As the extreme heat comes to metro Detroit on Wednesday, state regulators are telling people in several counties to avoid parts of the Huron River after a chemical spill in Wixom on Monday.
They call this "a significant release" and they are sampling the water, hoping to have results in the coming days.
According to the Michigan departments of Health and Human Services (MDHHS) and Environment, Great Lakes, and Energy (EGLE), it was hexavalent chromium that was released to the Wixom Sewage Treatment Facility from Tribar Manufacturing. That sewer feeds the Wixom wastewater treatment plant, which discharges into the Huron River system.
At Kensington Metropark, the beach, the lake, and the boat launch are all closed.
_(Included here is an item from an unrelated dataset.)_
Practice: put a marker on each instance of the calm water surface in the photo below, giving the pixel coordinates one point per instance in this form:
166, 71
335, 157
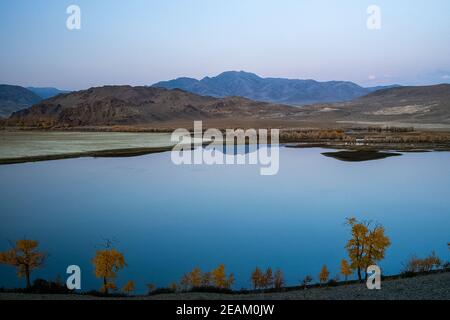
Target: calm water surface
169, 219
"We want people to know that in the meantime, we're recommending don't contact the water and just let us find out what's going on, and then we'll come back and let them know as soon as possible what the next steps are," MDHHS Environmental Public Health Director Kory Groetsch said.
According to the state, Tribar Manufacturing reportedly discovered the chemical spill on Monday afternoon, and said it could have started leaking as early as Saturday morning.
EGLE says several thousand gallons of a liquid that contains 5% of hexavalent chromium, a known carcinogen, went into into the sewer system which discharges into the Huron River Watershed..
"Right now, EGLE is taking river water samples from multiple areas downstream from the treatment plant and working with local and state health officials to assess contamination," Jill Greenberg, an EGLE spokesperson, said.
Officials do want to stress that there is no impact on the drinking water.
MDHHS is recommending that until further notice, all people and pets avoid contact with the Huron River water between North Wixom Road in Oakland County and Kensington Road in Livingston County. This includes Norton Creek downstream of the Wixom Wastewater Treatment Plant (Oakland County), Hubbell Pond (also known as Mill Pond in Oakland County) and Kent Lake (Oakland and Livingston counties).
For the section of the Huron River described above:
- Don’t swim in, wade in, play in or drink water directly from the Huron River.
- Don’t water your plants or lawn with Huron River water.
- Don’t eat fish caught in this section of the Huron River.